Amazon’s delivery fee (cost) is applied to all eBooks published in the KDP 70% royalty program. The fee is a flat $.15/MB of the size of converted content files and it is taken out of each royalty payment whenever an eBook is sold. Your calculated file size and delivery fee are shown on the “Rights and Pricing” tab during the eBook setup process.
One of the methods I use to drastically lower the KDP delivery fee is to optimize my graphics and then convert my EPUB to a MOBI using the new “do not convert images” option in Calibre version 0.8.43 and later. This option forces Calibre to use your optimized .gif or .png files instead of converting them all to .jpg — which is the Calibre default. I had requested over on the MobileRead forums that this feature be added to Calibre and Kovid Goyal really delivered. That discussion thread is located here: http://www.mobileread.com/forums/showthread.php?t=171866. I have pledged to donate half of the money he is saving me on my picture-heavy eBook sales for the rest of 2012 to Kovid and Calibre.
Summary: Use optimized graphics and Calibre’s “do not covert” option to drastically lower you Amazon KDP delivery fees.
In a future post I will go over how to cut your delivery fees in half using KindleStrip** to remove the full EPUBs from MOBI files that were created using Kindlegen.
**NOTE– Jean-Christian posted in the comments that KindleStrip is now unnecessary as the newest version of Kindlegen has a command line parameter to exclude the source file, which cuts the file size of MOBIs generated through Kindlegen in half. The command line parameter is: -dont_append_source
{ 7 comments… read them below or add one }
How do you ‘optimize’ the comic, as you say?
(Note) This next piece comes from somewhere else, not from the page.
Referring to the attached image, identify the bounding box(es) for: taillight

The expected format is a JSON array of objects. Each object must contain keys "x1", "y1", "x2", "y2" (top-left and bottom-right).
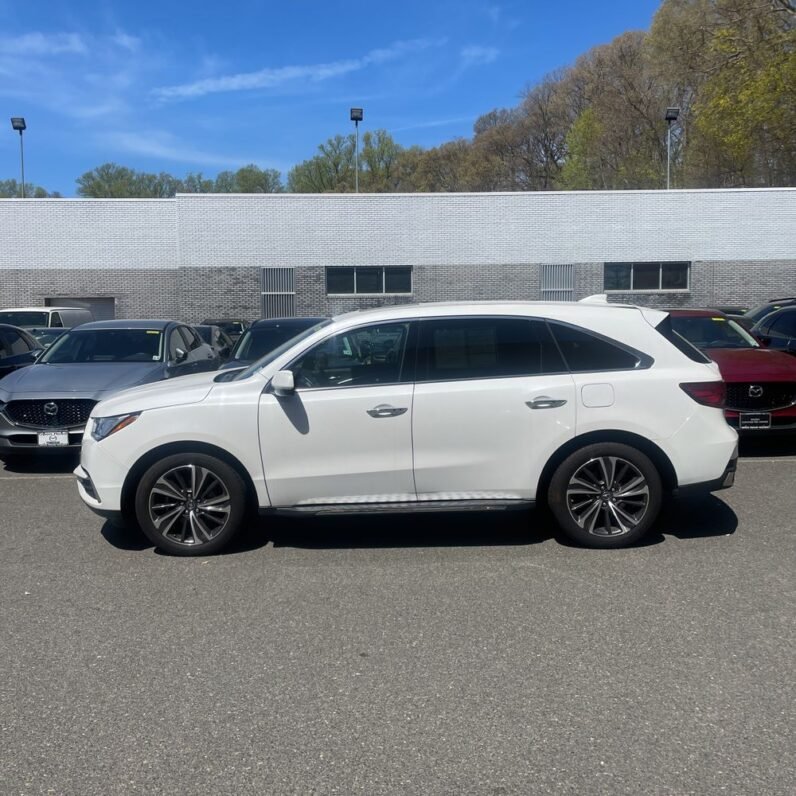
[{"x1": 680, "y1": 381, "x2": 727, "y2": 409}]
Hi Nate. Thanks for stopping by! Optimization of the graphics depends on what type of graphics you are dealing with. Mine were, for the most part, black/white line drawings. To optimize those I chose to save as .GIF files and forced it to save with just two colors (black/white). GIF files typically have a nice low file size so they were perfect.
For color it’s a different story though. You would have to tinker with your Photoshop (or equivalent program) “save for web” options and see what works best for you. You can try .GIF and decrease the color-cap until just above where your image starts to look noticeably worse, then compare that file size with a .JPG that you slide the quality down on. If you have a bunch of color images that you want to look sharp (high-rez) on tablets you are probably just going to have to bite the bullet and choose the 35% royalty option–at least until Amazon changes that idiotic policy.
If you want to email me a high-quality example of what you’re working with (or upload on a Google cloud drive or website) I would be glad to tinker with it to see how low I can get the file size in GIF JPG and PNG formats.
If you are using Calibre to convert your ebook format to Amazon’s MOBI type just make sure you check the box I noted in the post above as well.
Cheers!
Adam
Thanks, Adam!
I’ll tinker with it and see what I can get. Is Calibre better than Amazon’s Comic Creator? I have never used Calibre before.
I did a test with the Comic Creator and I like the panel zoom function but 3 pages made a 2.25MB file which would cost more for delivery than I’d sell the comic for!
Yea, that seems like a stupid, rip-ya-off policy. Are you a comic artist? I’m looking to network with artists and authors, glad I found your blog, very nice and informative! Love the graphics.
Cheers,
Nate
Hey Nate.
I haven’t used Amazon’s Comic Creator before, primarily because it wasn’t out when I was doing all those cartoon strip books. It probably wouldn’t have done much different for me just because all of my cartoons were single-panel and filled the screen already. I’ll have to check it out when I get back to publishing–been on kind of a hiatus while I’m tinkering with app programming.
I can draw about as well as a turnip but I am pretty good with Photoshop and can create some nice covers and interior graphics that way. I may have future work for a real comic artist though. If you are interested just shoot me an email (address on contact page and my profile) with some links to, or samples of, the type of art you do and maybe we can work something out for later this year.
Adam
kindlegen now has a parameter t not include the source in the generated .mobi file. This reduces the file size by at least 50%.
The parameter is: -dont_append_source
Thanks for the info Jean-Christian! I’ll add your note to the page.
Update: in my case even I used that parameter to shrink size of the .mobi file I upload to KDP. Unfortunately it doesn’t seem to have changed the size that KDP says my file is after ‘processing’. I have a suspicion that KDP already uses that parameter when ‘processing’ whatever file you upload.